Le parquet de Bastia a ouvert une enquête pour homicide volontaire en réunion après la mort d'un ouvrier agricole, abattu à son domicile d'Abazzia (Haute-Corse), dimanche 24 février. Les enquêteurs n'excluent pas un lien avec quatre affaires similaires en plaine orientale. 
Abazzia, 24 février 2013
Abazzia, 24 février 2013 © FTViastella

Enquête pour homicide volontaire et vol en réunion

Trois individus interpellés lundi en Haute-Corse après le meurtre la veille d'un ouvrier agricole marocain ont été remis en liberté mardi 26 février. Connus des services de police pour "vols aggravés", les trois hommes ont été libérés mardi avant le terme des 48 heures de leur garde-à-vue. 

Les perquisitions menées à leur domicile n'ont pas permis d'établir de lien avec la tentative d'extorsion de fond commise le 24 février sur deux ouvriers agricoles d'origine marocaine, deux frères, à Abazzia sur la commune de Prunelli di Fium'Orbu, au cours de laquelle l'un des deux hommes a été abattu. Aucune charge n'a été retenue contre eux par le parquet, qui avait exclu l'hypothèse d'un crime raciste, a-t-on indiqué de source proche de l'enquête.

Dimanche soir, trois hommes cagoulés et armés ont fait irruption chez les deux ouvriers, leur réclamant de l'argent. Au cours du braquage, un coup de feu part, blessant mortellement la victime à l'aine. Tahid Ahmed Adaimé, 65 ans s'écroule à la sortie de son logement. Ses agresseurs fouillent le corps, et réalisant le décès, prennent la fuite, a-t-on indiqué de source proche de l'enquête.

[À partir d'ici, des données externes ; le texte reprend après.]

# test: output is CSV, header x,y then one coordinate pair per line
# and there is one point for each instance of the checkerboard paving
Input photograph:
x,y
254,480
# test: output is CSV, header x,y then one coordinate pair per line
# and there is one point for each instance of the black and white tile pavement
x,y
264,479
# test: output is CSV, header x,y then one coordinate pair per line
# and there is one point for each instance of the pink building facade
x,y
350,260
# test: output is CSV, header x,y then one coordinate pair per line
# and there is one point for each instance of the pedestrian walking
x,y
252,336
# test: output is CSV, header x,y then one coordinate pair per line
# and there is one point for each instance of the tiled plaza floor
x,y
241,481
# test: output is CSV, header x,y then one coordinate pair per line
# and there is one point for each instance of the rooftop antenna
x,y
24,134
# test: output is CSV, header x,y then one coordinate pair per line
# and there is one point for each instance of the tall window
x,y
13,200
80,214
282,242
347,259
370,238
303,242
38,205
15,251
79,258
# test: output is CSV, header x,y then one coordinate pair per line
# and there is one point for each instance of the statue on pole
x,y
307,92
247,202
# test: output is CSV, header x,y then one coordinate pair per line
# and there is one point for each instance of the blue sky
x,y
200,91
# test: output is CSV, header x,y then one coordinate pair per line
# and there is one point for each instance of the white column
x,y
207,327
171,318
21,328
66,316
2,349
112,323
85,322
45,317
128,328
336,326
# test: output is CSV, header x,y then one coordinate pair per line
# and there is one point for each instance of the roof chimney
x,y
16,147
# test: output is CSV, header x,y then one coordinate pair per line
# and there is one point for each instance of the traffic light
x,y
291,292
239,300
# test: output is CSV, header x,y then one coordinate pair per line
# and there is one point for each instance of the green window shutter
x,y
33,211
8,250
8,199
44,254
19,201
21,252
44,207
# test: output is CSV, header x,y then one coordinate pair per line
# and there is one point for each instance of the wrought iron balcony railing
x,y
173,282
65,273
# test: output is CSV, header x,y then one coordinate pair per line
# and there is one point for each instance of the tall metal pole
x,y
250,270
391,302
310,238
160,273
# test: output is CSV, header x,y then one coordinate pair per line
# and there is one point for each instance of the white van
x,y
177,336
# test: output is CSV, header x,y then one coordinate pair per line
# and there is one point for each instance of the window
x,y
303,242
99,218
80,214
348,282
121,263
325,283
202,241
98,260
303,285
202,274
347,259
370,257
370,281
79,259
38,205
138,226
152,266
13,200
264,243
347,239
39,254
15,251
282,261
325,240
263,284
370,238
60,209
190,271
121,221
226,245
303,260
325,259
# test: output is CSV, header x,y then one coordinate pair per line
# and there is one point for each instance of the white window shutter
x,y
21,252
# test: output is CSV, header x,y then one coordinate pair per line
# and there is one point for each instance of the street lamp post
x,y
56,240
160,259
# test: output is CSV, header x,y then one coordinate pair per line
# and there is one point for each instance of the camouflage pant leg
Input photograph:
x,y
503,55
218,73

Quatre affaires similaires en plaine o​rientale

Un crime crapuleux, qui n'est pas sans rappeler aux enquêteurs, quatre affaires similaires, commises ces derniers mois dans la région de Ghisonaccia et visant toujours des ouvriers agricoles, d'origine maghrébine. Des "cibles faciles", parfois "en situation irrégulière", qui ne peuvent donc pas systématiquement déposer plainte, a souligné le parquet de Bastia.

A chaque fois, les victimes sont violentées par deux ou trois individus, cagoulés et armés. Les témoignages parlent "d'armes différentes", fusil de chasse, arme de point et même "d'un pistolet mitrailleur type USI".

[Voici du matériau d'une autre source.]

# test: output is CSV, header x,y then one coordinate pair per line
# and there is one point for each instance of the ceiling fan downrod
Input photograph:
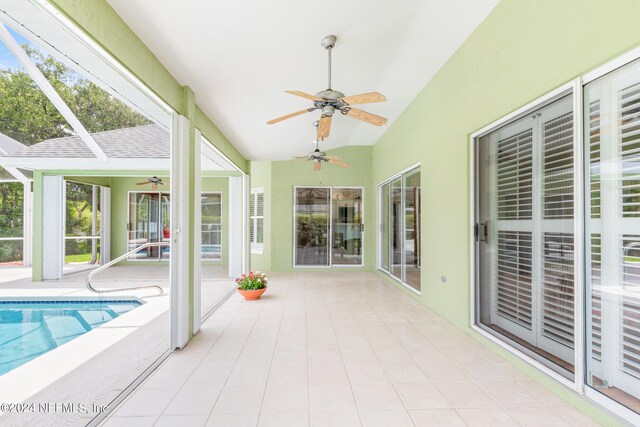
x,y
329,43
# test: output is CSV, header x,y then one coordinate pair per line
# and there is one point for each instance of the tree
x,y
27,115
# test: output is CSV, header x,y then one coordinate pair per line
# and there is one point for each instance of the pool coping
x,y
27,380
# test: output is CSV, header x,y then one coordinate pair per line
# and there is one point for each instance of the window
x,y
328,226
400,227
149,222
612,230
257,220
83,223
526,277
211,226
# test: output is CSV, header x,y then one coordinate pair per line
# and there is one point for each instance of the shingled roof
x,y
148,141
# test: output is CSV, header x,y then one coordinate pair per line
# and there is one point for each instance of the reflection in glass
x,y
312,226
211,226
412,229
612,126
395,227
384,252
347,226
82,223
525,234
149,222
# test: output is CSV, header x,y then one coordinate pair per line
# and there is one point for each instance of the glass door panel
x,y
395,227
612,228
312,226
384,219
211,226
149,221
525,233
346,226
412,229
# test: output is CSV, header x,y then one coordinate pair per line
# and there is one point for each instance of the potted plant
x,y
251,286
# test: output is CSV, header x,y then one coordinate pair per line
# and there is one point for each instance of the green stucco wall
x,y
287,174
98,19
521,51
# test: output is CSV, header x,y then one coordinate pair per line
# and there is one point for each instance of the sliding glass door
x,y
525,234
312,226
612,150
328,226
346,226
149,223
400,227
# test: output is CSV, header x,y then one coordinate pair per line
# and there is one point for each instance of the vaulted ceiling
x,y
240,56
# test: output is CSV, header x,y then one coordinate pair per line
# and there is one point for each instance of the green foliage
x,y
310,229
27,115
252,281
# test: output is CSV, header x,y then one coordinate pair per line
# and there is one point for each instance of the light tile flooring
x,y
337,349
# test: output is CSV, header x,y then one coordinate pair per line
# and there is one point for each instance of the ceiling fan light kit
x,y
317,156
329,100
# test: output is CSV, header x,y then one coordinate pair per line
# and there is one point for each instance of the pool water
x,y
29,329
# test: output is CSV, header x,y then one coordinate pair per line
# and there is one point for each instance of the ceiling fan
x,y
330,101
318,156
154,181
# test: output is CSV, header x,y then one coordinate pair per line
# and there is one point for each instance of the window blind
x,y
514,299
558,288
558,167
514,176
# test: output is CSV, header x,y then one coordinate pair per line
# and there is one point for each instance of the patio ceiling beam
x,y
50,92
18,175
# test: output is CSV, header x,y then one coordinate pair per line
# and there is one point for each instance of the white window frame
x,y
379,226
219,193
256,247
330,228
579,383
127,244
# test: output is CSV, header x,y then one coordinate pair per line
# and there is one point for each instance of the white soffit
x,y
240,57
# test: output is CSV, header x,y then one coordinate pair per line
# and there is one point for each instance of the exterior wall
x,y
101,22
120,188
261,177
287,174
521,51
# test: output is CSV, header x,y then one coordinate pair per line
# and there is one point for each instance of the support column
x,y
53,224
184,206
238,226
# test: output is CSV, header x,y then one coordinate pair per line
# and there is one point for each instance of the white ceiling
x,y
240,56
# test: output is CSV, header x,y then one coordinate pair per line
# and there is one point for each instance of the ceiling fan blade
x,y
304,95
288,116
366,117
323,128
364,98
339,163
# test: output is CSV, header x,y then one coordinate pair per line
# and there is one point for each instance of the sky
x,y
7,60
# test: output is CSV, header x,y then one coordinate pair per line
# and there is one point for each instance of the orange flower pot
x,y
252,294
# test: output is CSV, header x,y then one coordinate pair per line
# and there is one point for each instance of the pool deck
x,y
111,355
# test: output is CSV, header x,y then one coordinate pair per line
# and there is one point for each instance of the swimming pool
x,y
29,329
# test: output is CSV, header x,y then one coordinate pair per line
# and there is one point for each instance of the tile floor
x,y
337,349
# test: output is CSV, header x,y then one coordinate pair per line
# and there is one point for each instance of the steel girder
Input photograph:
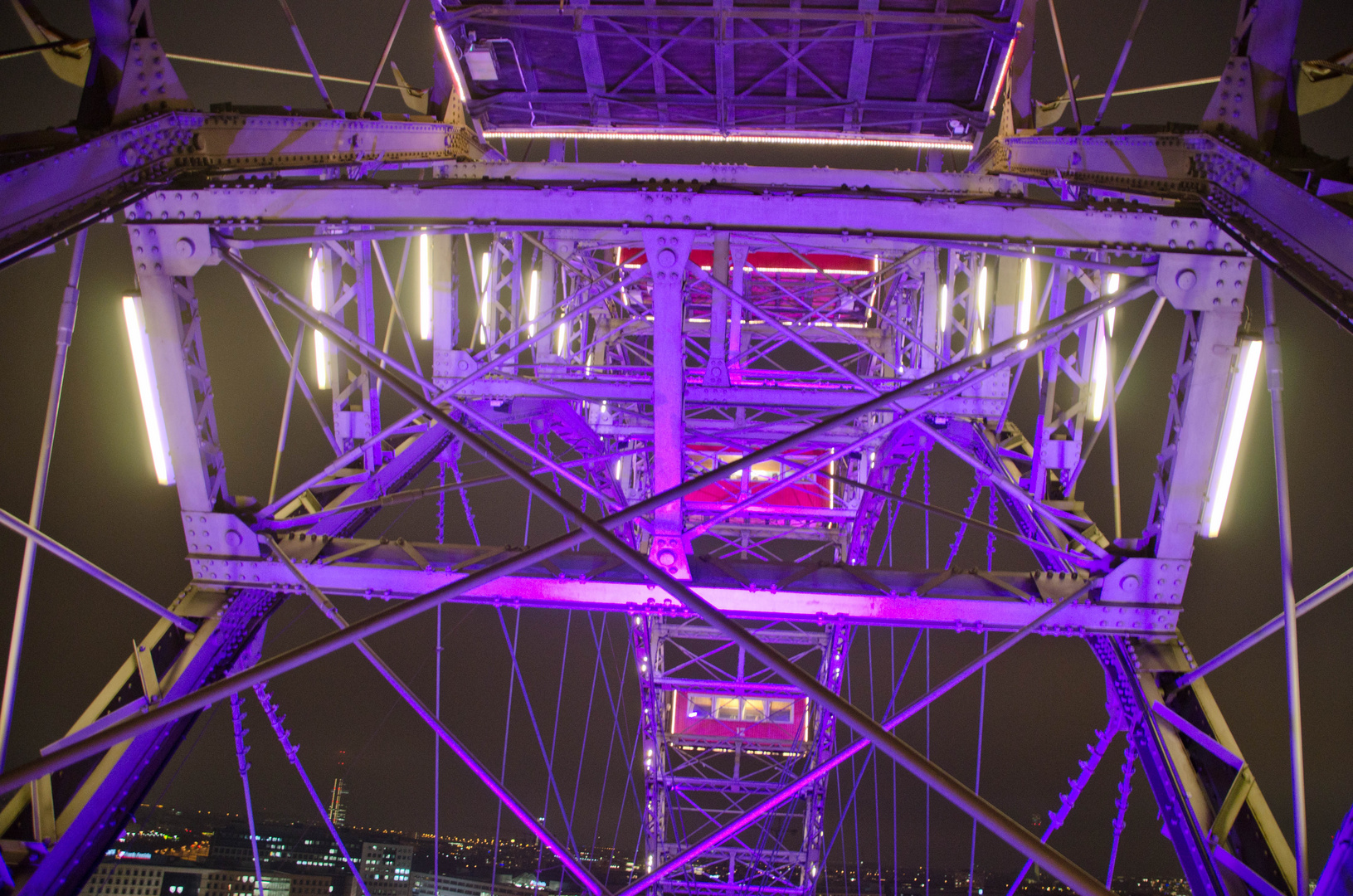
x,y
693,782
1215,815
1306,238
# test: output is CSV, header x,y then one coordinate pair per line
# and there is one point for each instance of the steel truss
x,y
716,375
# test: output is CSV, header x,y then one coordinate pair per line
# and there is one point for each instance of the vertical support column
x,y
66,329
716,373
735,324
176,351
667,255
1273,355
445,312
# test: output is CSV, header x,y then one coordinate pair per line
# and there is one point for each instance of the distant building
x,y
118,877
387,869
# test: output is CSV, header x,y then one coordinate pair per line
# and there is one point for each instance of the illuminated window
x,y
700,707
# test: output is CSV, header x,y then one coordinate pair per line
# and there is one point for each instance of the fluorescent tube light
x,y
317,302
1024,317
1233,426
424,286
146,386
1099,371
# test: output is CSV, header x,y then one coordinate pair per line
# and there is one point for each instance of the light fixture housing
x,y
424,286
319,300
1233,429
148,387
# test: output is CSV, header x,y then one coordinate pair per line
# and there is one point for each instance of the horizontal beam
x,y
487,12
514,205
1307,240
742,589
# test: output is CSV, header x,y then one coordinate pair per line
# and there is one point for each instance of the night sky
x,y
1044,701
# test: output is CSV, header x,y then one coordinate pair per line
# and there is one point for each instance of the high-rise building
x,y
338,799
387,869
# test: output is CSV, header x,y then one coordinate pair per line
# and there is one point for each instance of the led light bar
x,y
1024,314
980,319
1099,371
1233,426
791,139
317,302
424,286
148,389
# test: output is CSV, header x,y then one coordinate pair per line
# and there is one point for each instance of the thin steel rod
x,y
499,789
1122,61
47,543
326,645
66,329
237,720
1067,71
1273,356
385,55
285,415
304,51
1308,602
836,760
908,757
276,719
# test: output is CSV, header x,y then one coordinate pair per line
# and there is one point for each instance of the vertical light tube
x,y
317,302
146,386
533,302
980,319
424,286
1233,426
1024,315
1099,371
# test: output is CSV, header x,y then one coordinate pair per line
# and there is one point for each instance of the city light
x,y
317,302
1024,317
148,389
424,286
1233,426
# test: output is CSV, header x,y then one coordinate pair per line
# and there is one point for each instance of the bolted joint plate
x,y
1142,580
220,535
176,251
1203,282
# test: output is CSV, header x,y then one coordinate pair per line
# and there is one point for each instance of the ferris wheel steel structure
x,y
697,367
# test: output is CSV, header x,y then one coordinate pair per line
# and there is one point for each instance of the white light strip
x,y
317,302
1233,426
461,91
1099,373
424,286
533,302
1024,319
148,389
714,137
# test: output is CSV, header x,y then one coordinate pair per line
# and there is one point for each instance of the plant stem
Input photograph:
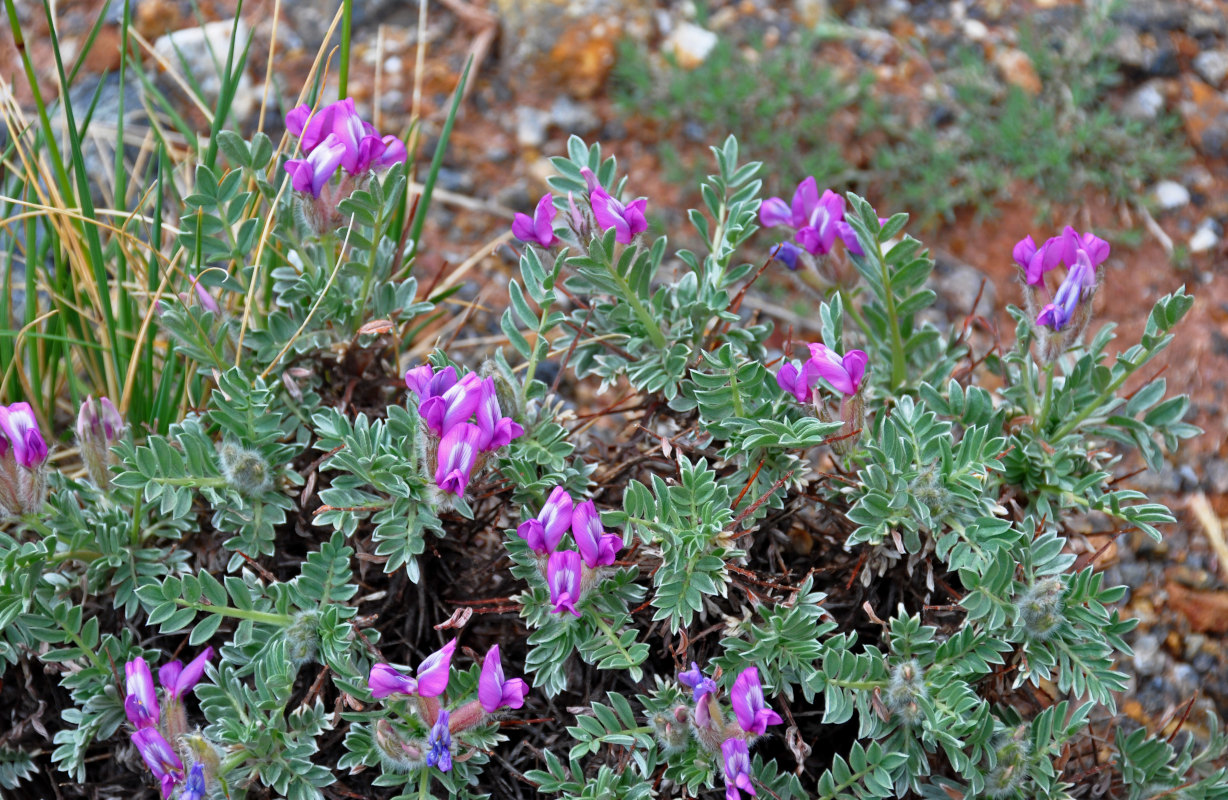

Les agresseurs repartent avec un maigre butin, quelques centaines d'euros, 2.000 dans le meilleur des cas. En août 2012, l'un des braquages fait un premier blessé, un homme touché à la jambe par balle de calibre 9mm.

L'enquête pour homicide volontaire en réunion a été confiée à la brigade de recherche de la gendarmerie de la Haute-Corse qui a mobilisé d'importants moyens: vingt-cinq enquêteurs travaillent sur le dossier appuyés par l'IRCGN (l'Institut de recherche criminelle de la gendarmerie nationale) et un expert balisticien venu spécialement de Paris.

3ème homicide en Corse depuis début 2013
Après le meurtre d'un  jardiner tunisien tué à l'arme blanche à Porticcio le 28 janvier 2013 et l'assassinat de Dominique Laorenzi, un gérant d'établisement de nuit, le 12 février à Ajaccio, cet homicide est le troisième depuis le début de l'année en Corse.

Deux tentatives d'assassinats ont été également enregistrées depuis le début de l'année: l'une, le 25 janvier à Ponte-Leccia (Haute-Corse) sur Jean Gandolfi, parent d'une victime d'un triple assassinat en septembre 2012, et l'autre, le 21 février dans le Fium'orbu (Haute-Corse) sur Christophe Pieri, un ancien militant nationaliste.